Iko was so moved by his vision of Kannon, that he immediately set to work carving a statue of the version of Kannon that he saw.
He then encased that statue inside a much larger and more elaborate statue of Kannon, and built Kimiidera Temple to enshrine these statues.
This temple is famous for its early flowering cherry blossoms.
The name KIMIIDERA, means a temple that has three fountains in the Kii area.
It is an interesting fact that despite the fact that the temple is built high up and on a steep hillside, fountains of clean mineral waters have gushed out here and they have never dried up.
The views from this elevated temple overlook the city and ports at sea.
We reclaimed our backpacks, thanked the ladies at the gate and continued walking to our hotel in Wakanoura.

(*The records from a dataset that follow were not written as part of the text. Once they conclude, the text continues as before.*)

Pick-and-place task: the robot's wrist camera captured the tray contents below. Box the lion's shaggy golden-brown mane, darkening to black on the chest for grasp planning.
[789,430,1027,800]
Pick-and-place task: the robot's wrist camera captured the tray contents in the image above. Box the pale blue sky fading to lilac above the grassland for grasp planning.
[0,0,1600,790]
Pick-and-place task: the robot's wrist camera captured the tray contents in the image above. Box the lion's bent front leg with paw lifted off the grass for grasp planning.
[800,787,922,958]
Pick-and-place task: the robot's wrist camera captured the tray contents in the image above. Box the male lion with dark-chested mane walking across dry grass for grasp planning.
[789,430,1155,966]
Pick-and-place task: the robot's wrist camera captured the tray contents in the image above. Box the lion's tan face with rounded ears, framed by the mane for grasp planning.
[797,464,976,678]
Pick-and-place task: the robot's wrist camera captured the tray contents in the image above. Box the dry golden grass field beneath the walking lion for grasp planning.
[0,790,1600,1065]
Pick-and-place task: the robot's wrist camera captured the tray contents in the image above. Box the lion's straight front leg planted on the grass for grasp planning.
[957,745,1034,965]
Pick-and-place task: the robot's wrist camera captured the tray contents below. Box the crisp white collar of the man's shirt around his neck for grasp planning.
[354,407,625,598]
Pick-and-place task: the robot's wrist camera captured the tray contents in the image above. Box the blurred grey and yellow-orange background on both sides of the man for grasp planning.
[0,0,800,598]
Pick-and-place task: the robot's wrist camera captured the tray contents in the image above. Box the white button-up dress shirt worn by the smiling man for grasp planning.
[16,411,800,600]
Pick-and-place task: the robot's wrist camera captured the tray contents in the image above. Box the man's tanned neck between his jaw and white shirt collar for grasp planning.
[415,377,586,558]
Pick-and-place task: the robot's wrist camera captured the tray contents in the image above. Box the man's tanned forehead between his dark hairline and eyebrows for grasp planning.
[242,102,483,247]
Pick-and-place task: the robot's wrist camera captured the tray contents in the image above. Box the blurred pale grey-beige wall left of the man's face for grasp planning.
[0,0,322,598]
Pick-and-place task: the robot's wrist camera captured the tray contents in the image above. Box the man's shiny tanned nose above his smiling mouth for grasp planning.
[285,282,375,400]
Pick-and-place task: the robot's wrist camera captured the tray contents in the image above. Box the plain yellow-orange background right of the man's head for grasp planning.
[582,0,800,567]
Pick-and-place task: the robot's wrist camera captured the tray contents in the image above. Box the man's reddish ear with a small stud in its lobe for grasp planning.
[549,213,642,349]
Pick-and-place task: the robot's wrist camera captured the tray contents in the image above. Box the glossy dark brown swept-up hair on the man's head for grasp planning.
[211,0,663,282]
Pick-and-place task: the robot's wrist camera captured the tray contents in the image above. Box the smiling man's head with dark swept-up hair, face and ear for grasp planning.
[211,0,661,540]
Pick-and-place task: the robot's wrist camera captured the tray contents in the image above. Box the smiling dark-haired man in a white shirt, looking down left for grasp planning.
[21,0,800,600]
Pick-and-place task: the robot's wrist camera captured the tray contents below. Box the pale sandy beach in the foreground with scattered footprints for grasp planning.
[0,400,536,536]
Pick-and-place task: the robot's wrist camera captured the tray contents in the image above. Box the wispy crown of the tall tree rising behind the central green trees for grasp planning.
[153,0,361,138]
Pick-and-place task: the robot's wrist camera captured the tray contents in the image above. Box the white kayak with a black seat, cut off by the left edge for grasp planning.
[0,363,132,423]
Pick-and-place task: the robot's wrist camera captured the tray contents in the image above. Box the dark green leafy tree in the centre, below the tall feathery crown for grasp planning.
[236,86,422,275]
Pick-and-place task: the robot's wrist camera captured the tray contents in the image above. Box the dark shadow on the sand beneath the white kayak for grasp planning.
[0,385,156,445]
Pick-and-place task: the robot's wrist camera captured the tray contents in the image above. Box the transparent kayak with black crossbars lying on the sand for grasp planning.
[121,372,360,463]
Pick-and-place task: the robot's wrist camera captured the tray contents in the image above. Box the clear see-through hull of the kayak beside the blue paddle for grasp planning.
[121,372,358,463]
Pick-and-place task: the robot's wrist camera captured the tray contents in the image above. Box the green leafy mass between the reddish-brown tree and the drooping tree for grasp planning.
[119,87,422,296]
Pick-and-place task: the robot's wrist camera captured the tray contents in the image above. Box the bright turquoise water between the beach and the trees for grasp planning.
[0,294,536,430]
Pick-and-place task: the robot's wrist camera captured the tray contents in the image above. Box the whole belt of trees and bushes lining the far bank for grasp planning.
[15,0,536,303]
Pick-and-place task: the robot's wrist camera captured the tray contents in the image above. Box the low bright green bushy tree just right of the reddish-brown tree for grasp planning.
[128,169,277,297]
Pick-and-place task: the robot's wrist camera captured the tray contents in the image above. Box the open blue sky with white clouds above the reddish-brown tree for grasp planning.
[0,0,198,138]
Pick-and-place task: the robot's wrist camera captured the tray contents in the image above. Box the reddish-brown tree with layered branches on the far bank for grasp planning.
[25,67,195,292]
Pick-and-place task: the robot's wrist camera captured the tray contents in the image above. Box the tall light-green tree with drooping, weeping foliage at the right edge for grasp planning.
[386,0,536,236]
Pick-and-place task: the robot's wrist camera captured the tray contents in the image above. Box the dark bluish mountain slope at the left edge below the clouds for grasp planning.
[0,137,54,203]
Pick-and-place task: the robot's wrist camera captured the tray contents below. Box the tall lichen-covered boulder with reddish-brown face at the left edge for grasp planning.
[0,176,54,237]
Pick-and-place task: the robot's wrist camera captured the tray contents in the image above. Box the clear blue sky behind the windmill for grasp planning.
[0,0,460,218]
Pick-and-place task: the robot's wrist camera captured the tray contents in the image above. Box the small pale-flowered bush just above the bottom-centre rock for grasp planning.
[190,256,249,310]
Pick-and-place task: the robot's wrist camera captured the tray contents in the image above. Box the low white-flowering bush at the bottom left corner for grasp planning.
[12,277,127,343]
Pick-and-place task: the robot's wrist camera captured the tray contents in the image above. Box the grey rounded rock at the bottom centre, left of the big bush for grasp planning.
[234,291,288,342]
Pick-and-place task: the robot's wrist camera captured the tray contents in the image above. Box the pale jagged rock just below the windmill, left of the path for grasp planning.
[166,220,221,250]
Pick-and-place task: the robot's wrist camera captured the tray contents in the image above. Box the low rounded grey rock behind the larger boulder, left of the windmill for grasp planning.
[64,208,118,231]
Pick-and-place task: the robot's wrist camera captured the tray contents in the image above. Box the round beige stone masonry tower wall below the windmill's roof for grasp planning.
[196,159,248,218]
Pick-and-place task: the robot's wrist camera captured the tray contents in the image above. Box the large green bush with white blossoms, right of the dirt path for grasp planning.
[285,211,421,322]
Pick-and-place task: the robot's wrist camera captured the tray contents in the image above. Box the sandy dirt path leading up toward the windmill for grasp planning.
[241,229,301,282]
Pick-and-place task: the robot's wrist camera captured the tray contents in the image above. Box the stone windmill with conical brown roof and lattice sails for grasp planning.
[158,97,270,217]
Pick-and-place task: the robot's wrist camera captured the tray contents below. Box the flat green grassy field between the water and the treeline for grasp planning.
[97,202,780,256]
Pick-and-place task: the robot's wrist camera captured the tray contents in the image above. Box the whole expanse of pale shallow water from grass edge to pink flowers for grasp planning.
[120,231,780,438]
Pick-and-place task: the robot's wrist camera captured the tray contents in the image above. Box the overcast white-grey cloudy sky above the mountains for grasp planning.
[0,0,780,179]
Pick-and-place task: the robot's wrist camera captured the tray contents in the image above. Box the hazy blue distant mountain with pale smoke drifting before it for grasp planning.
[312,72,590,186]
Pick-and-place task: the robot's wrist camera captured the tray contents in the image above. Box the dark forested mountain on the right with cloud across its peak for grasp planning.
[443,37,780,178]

We had booked a room with half board, and whenever your accommodation is preparing your dinner, it is best to arrive by five in the afternoon.
But before heading straight to our hotel, we did a small detour to see the main park in Wakanoura, full of blooming trees, birds and bridges over a pond.
A Shinto shrine and an old temple look out over the hills above the park.
Above them, a big seated Buddha is on a hill overlooks the sea.
Our hotel for the night was built by a Japanese man who lived and studied in California for six years.
He drew his inspiration from the Greek islands, and he designed and built this Greek style resort on a cliff in front of the blue sea.
He did a great job, and the place feels very beautiful and relaxing.
He told us that his hotel is one of the only two Greek inspired hotels in all of Japan.
The restaurant served us a delicious Mediterranean seafood dinner on elegant oversized glassware.
The lobby also serves free hot and cold drinks all day, which was a lovely place to sit and do some trip planning.
We have gotten another hotel cancellation due to the coronavirus, this time in Kyoto.
We needed to book another hotel instead.
Luckily we found a good replacement to the hotel that we had booked, and at a much better price, too.
The Greek hotel does not have hot spring baths, but the private bathtub in our room overlooks the sea, and it is located in a glass room.
I used all the good olive oil beauty products that they gave me and soaked my body in the hot bath, while Jules did our laundry in the hotel’s laundry room.
Tomorrow the weather forecast is for rain all day, but on the positive side, it will be followed by a week of sunshine.
With light and love,
Steps walked – 36,200
26.5 km. walked
Active walking time – 6.5 hours
Total walking time today – 8.5 hours.